Bug 223914 - [PATCH] Fix bug in which the long term ULE load balancer is executed only once
Summary: [PATCH] Fix bug in which the long term ULE load balancer is executed only once
Status: New
Alias: None
Product: Base System
Classification: Unclassified
Component: kern (show other bugs)
Version: CURRENT
Hardware: Any Any
: --- Affects Many People
Assignee: Mark Johnston
Keywords: patch
Depends on:
Reported: 2017-11-27 17:51 UTC by Justinien Bouron
Modified: 2018-07-15 09:08 UTC (History)
13 users (show)

See Also:

Patch for the ULE load balancer solving the issue of this bug report. (462 bytes, patch)
2017-11-27 17:51 UTC, Justinien Bouron
no flags Details | Diff

Note You need to log in before you can comment on or make changes to this bug.
Description Justinien Bouron 2017-11-27 17:51:02 UTC
Created attachment 188323 [details]
Patch for the ULE load balancer solving the issue of this bug report.
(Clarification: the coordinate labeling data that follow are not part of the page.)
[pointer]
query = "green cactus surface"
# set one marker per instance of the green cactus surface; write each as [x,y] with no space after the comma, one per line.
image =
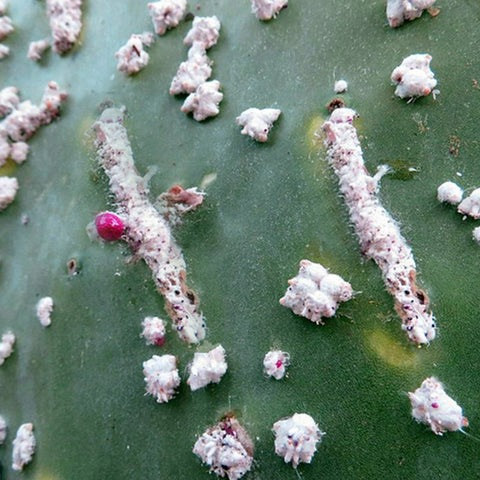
[267,206]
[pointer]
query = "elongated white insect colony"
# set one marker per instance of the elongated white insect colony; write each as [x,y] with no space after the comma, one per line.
[379,235]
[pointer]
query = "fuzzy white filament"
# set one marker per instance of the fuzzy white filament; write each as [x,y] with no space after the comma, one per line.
[275,364]
[147,232]
[433,407]
[23,446]
[314,293]
[65,23]
[207,368]
[44,310]
[226,448]
[257,122]
[379,235]
[296,438]
[161,377]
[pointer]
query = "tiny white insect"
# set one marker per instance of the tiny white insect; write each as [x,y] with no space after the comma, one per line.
[161,377]
[257,123]
[23,446]
[6,346]
[205,31]
[166,14]
[275,364]
[207,368]
[314,293]
[340,86]
[44,309]
[3,430]
[132,57]
[296,438]
[268,9]
[203,103]
[37,49]
[226,448]
[414,77]
[433,407]
[8,191]
[153,331]
[449,192]
[471,205]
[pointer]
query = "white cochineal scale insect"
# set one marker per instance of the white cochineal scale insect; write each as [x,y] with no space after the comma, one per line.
[378,233]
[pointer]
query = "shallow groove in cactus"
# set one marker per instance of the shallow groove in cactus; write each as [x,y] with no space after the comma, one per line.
[80,381]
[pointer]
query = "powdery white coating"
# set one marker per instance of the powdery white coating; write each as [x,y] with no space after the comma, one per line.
[166,14]
[132,57]
[257,123]
[6,26]
[296,438]
[476,234]
[314,293]
[226,448]
[400,10]
[414,77]
[3,430]
[4,51]
[433,407]
[65,23]
[8,191]
[8,100]
[449,192]
[23,446]
[44,310]
[153,331]
[203,103]
[340,86]
[37,49]
[6,346]
[471,205]
[19,151]
[268,9]
[207,368]
[193,72]
[147,232]
[205,31]
[161,377]
[275,364]
[379,235]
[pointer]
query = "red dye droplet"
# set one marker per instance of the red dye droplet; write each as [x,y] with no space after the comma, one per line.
[109,226]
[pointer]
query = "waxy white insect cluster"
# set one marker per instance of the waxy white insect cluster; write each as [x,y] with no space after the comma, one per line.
[161,377]
[192,75]
[44,311]
[65,23]
[207,368]
[226,448]
[6,28]
[166,14]
[433,407]
[23,446]
[314,293]
[379,235]
[153,331]
[275,364]
[268,9]
[147,232]
[6,346]
[398,11]
[296,438]
[257,122]
[132,57]
[413,77]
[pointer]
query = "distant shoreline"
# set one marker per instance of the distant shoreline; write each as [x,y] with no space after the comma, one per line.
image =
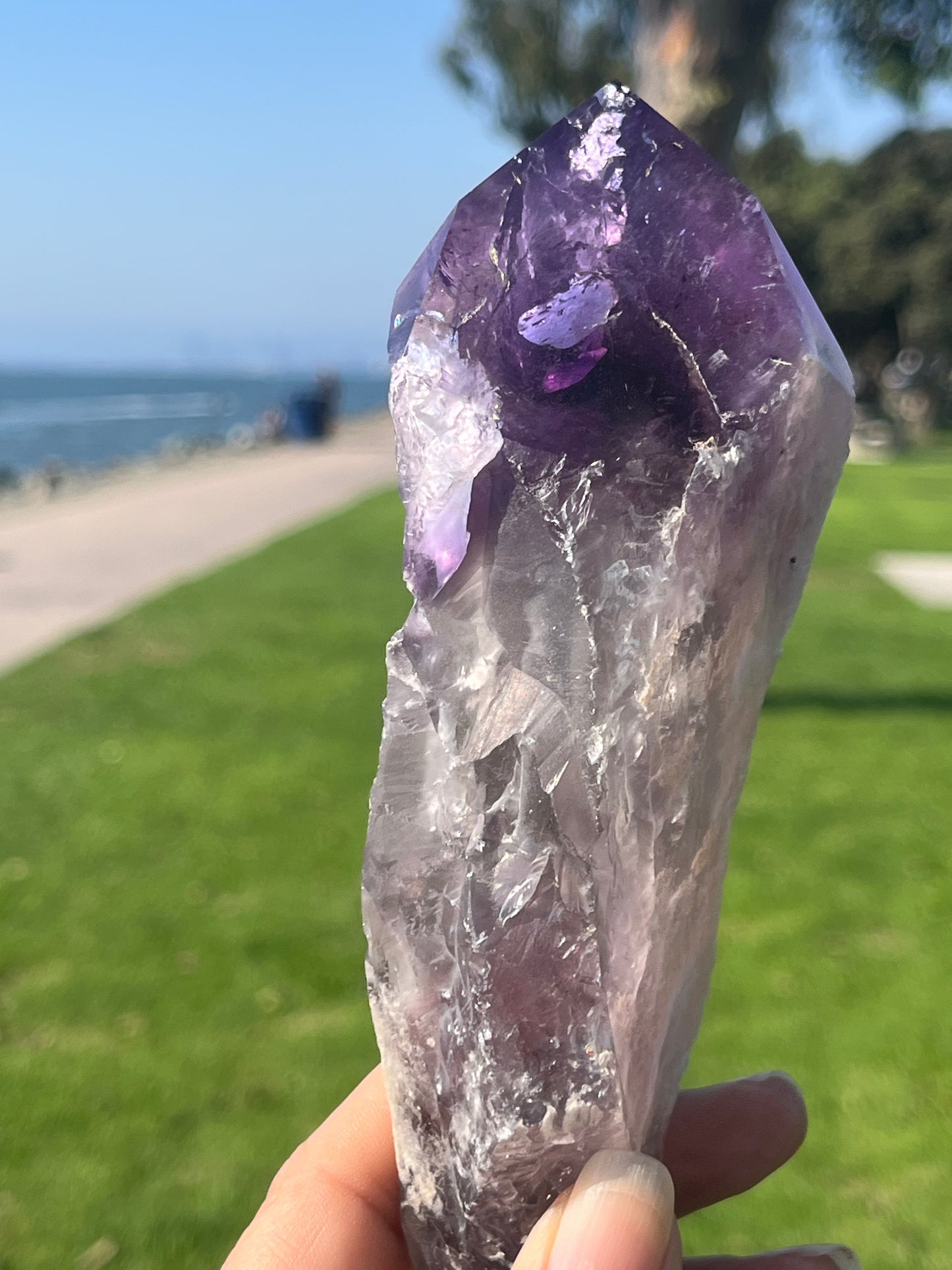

The load balancer of ULE has a bug which cause it to be executed only once at startup, and it will *never* be executed again.

The reason is simple, when the sched_balance function is called for the first time, the smp is not yet setup, and the function returns.
However the balance_tick variable is not resetted before the return and thus will remains 0 for ever.

Because the condition in sched_clock to trigger the load balancer is :
" balance_ticks && --balance_ticks == 0 ", once balance_ticks is 0, this condition will never be met, and thus the load balancer will never be executed again.

To convince yourself you can even put a panic right before the call to sched_balance_group in sched_balance, it will never panic ...

The fix is rather simple, just move the line resetting the balance_ticks value *before* the if branch "if (smp_started == 0 || rebalance == 0)". That way we are sure that the load balancer is re-scheduled.
Comment 1 Konstantin Belousov freebsd_committer 2017-11-28 18:36:27 UTC
I think the analysis is correct.

Might be, sched_initticks() should set the balance_ticks as well, after the balance_interval is initialized ?
Comment 2 Justinien Bouron 2017-11-28 20:51:23 UTC
sched_setup calls sched_setup_smp which in turns calls sched_balance that will set the balance_ticks.
Comment 3 Ivan Klymenko 2017-12-12 11:47:46 UTC
Maybe, this version use less overhead charges for not SMP and given the sched_random() function.

--- sched_ule.c.orig    2017-11-29 09:23:11.503091000 +0200
+++ sched_ule.c.my1     2017-12-12 13:40:46.330506000 +0200
@@ -880,11 +880,15 @@
        struct tdq *tdq;
-       if (smp_started == 0 || rebalance == 0)
+       if (smp_started == 0)
        balance_ticks = max(balance_interval / 2, 1) +
            (sched_random() % balance_interval);
+       if (rebalance == 0)
+               return;
        tdq = TDQ_SELF();
Comment 4 Ivan Klymenko 2017-12-12 20:53:13 UTC
(In reply to Ivan Klymenko from comment #3)
Sorry, I think I said foolishness.
Comment 5 Mark Felder freebsd_committer 2018-07-13 11:28:22 UTC
This is getting attention due to the recent FreeBSD ULE vs Linux CFS research paper which is what caused this bug to be discovered. Is there further analysis needed here?
Comment 6 Ben Woods freebsd_committer 2018-07-15 00:08:39 UTC
Cc’ing a few people who have made recent changes to the ULE scheduler, and therefore might feel confident reviewing this patch.